Me muerdo el labio. ¿Debería? Ana, cállate, me advierte mi subconsciente. Respiro hondo.

–No tenías que culpar a Kate de nada de esto, fue idea mía –murmuro.

Christian me echa un vistazo.

–Sí, Anastasia, sí tenía. Tú tienes parte de la culpa, pero Katherine también. Ambas están lo suficientemente grandes como para saber lo peligroso que es pasearte por la ciudad en tu condición, y si fuera una buena amiga lo habría considerado.

Eso fue como una patada al estómago. ¡Kate es buena amiga!

–Ella sabe lo mal que la paso por no saber nada. Necesitaba moverme, Christian.

Aprieta el agarre sobre el volante.

–No me interesa, Anastasia, se trata de tu salud. Y para ya con este tema, te juro que mi humor no es el más adecuado y no quiero que tengamos un accidente –me espeta entre dientes.

¡Dios, pero que mandón insufrible!

Me enfurruño y miro por la ventana a las personas que pasean tranquilamente por la calle despreocupadas, o contrariadas debido a insignificantes problemas que no incluyen un hijo secuestrado, una posible ex sumisa implicada y un marido controlador y desquiciante.

–¿Cómo supiste dónde estábamos? –pregunto de pronto. Dejé mi teléfono en nuestra recámara precisamente para impedir que lo rastreara, entonces… –¿Kate?

Asiente.

¡Por todos los cielos, Christian necesita un perro! No, mejor no. La pobre criatura viviría sin poder respirar en paz al cuidado del obseso del control. Pongo los ojos en blanco. Esto es ridículo.

–¿Acaba de ponerme los ojos en blanco, sra. Grey?

Su voz suave llama algo en lo más profundo de mi vientre, algo oscuro que hace bailar samba a mi diosa interior. Sin embargo, sé que Christian no me tocará hasta que haya sanado "satisfactoriamente", así que algo se trae entre manos. Me giro y lo miro.

–Pues sí, señor Grey. ¿Piensa castigarme?

–Oh, no necesito que me pongas los ojos en blanco para castigarte, Anastasia. Hoy no –aprieta los labios. ¿A qué se refiere?–. Pusiste tu vida deliberadamente en peligro sin tener en cuenta que Phoebe, Tedd y yo te necesitamos, y con eso es suficiente.

–¿Qué planeas hacer? –me vuelvo completamente a él. ¿Estamos jugando? ¿Habla en serio? ¿A qué castigo se refiere?
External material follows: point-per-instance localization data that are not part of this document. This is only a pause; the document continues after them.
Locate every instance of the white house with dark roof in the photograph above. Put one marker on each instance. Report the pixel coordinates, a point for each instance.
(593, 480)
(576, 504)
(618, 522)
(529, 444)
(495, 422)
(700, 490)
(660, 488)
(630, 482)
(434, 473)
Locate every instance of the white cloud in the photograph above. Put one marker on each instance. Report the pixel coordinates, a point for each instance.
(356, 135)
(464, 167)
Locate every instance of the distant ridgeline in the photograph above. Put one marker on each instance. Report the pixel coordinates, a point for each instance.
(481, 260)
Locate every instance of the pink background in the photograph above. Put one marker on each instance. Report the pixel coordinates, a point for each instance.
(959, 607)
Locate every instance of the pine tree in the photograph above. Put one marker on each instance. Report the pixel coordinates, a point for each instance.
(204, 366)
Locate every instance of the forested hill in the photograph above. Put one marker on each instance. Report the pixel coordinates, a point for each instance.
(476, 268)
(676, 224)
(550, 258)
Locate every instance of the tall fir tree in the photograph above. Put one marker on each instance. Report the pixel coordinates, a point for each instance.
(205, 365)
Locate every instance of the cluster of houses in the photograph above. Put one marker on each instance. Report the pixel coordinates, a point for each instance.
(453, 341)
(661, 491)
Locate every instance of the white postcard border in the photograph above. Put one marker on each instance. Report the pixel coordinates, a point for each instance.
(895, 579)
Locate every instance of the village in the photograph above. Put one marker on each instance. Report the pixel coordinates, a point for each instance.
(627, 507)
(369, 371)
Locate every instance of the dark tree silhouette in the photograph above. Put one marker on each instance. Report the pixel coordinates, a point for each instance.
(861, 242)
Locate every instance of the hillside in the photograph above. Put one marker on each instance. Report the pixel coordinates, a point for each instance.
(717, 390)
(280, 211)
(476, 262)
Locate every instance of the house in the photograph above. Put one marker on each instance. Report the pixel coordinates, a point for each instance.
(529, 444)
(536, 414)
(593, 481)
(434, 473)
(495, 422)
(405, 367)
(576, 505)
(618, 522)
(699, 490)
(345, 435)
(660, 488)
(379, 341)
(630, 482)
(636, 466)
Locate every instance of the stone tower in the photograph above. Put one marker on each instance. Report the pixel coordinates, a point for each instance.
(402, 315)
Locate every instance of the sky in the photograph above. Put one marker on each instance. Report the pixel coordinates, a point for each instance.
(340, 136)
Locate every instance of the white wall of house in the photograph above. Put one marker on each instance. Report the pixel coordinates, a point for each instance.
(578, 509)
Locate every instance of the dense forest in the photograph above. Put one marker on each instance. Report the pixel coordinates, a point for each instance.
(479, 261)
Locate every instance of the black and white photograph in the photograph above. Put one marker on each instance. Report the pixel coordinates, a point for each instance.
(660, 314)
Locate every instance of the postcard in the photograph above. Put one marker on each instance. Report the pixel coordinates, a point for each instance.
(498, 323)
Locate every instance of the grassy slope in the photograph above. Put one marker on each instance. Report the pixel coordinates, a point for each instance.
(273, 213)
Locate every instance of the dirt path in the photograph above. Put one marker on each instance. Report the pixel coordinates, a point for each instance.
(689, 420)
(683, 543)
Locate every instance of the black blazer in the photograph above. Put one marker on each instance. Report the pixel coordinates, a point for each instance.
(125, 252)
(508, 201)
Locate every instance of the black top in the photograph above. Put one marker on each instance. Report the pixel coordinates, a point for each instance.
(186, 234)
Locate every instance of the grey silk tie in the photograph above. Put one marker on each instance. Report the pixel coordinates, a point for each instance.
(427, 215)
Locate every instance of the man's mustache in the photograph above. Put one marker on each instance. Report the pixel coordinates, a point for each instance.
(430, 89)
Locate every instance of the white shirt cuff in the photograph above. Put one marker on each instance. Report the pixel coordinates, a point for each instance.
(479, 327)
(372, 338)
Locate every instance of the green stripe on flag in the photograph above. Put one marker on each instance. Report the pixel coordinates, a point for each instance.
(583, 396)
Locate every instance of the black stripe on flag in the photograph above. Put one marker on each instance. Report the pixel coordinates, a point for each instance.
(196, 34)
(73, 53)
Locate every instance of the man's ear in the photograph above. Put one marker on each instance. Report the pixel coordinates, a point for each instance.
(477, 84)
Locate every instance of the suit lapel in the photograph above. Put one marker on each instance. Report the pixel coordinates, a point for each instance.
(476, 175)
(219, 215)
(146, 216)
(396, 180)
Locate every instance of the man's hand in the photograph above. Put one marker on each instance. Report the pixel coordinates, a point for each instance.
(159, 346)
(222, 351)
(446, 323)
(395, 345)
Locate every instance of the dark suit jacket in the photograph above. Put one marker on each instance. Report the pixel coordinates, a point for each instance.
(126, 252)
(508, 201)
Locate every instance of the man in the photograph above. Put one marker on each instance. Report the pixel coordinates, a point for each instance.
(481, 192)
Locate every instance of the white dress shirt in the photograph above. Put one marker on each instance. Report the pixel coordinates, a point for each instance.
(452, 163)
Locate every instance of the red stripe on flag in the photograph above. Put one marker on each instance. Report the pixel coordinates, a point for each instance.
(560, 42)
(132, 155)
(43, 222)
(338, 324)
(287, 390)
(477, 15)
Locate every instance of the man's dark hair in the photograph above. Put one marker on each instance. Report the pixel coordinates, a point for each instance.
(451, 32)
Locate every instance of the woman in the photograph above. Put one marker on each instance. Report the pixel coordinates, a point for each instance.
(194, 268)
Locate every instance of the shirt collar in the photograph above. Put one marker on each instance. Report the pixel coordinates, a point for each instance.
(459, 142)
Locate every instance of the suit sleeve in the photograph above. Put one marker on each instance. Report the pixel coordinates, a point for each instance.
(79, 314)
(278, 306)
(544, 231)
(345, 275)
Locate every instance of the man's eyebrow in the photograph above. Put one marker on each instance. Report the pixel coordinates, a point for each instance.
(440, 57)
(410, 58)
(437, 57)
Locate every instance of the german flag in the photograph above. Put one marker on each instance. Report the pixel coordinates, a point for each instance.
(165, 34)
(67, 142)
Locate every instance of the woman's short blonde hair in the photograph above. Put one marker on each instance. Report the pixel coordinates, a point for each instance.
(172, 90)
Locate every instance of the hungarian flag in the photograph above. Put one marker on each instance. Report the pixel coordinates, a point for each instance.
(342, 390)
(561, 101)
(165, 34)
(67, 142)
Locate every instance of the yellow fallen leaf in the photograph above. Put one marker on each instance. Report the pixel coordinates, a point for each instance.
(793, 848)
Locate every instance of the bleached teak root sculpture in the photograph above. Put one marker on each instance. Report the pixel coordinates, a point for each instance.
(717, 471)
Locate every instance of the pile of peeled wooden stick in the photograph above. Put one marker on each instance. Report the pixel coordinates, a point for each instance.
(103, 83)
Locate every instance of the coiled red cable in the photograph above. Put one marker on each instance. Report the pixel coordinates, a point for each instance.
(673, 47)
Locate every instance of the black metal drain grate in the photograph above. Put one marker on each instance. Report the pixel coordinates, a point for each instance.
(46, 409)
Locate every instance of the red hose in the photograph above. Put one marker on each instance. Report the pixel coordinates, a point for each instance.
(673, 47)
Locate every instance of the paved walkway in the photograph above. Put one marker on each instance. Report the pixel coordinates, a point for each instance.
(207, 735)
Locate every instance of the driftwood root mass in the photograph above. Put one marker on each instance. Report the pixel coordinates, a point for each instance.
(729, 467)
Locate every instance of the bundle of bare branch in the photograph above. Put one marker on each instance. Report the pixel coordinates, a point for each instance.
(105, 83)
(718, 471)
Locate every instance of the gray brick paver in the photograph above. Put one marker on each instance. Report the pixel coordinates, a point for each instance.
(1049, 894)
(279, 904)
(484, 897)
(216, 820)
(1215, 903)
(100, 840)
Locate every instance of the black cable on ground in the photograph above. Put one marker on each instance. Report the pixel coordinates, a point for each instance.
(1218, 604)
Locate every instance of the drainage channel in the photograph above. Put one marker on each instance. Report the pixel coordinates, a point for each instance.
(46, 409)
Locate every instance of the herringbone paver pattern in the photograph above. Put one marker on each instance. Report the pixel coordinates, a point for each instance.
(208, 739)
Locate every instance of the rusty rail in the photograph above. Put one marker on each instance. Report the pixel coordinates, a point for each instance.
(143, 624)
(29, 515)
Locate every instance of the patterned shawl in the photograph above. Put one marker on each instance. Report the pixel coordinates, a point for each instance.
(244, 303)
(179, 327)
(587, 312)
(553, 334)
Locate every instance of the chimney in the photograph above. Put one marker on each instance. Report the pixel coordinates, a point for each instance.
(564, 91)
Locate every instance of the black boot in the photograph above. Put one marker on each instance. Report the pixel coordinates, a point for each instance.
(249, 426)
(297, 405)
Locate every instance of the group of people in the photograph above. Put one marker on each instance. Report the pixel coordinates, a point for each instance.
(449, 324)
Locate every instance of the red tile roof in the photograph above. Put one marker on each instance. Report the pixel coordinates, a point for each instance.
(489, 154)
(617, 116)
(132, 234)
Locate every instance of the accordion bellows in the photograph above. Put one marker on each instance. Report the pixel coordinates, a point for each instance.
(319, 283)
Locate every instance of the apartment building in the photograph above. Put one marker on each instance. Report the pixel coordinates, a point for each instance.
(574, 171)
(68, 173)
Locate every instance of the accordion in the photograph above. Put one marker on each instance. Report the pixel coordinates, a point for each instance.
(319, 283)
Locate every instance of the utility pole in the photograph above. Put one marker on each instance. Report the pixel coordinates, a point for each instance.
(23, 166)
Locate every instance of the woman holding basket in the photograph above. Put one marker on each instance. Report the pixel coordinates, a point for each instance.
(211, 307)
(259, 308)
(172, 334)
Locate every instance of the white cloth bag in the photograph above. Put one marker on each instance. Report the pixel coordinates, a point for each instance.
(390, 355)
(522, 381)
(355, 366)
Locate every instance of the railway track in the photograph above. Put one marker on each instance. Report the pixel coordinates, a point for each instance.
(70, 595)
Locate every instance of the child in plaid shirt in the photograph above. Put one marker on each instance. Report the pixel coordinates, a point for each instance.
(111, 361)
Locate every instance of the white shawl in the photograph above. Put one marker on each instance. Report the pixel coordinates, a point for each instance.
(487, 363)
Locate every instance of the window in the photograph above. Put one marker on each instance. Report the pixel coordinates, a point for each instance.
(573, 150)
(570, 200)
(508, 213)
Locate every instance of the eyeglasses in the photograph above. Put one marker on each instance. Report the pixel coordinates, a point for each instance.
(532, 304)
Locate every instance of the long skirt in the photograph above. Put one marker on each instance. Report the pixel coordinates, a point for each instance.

–Para asegurarme que no vuelves a escapártele a seguridad ni a mí, voy a encadenarte un tobillo a la cama, de modo que sólo vas a poder moverte por el perímetro de la habitación y el baño.

Lo miro boquiabierta. ¡Tiene que ser una broma! ¿Se volvió loco? ¿De veras cree dentro de esa perturbada cabeza suya que voy a dejar que me encadene? Me parece que esta vez no va a pedir tu permiso, señala mi subconsciente lanzándole una mirada a mi diosa interior que, a unos metros de ella, se muerde el labio acongojada. Él no sería capaz, ¿o sí?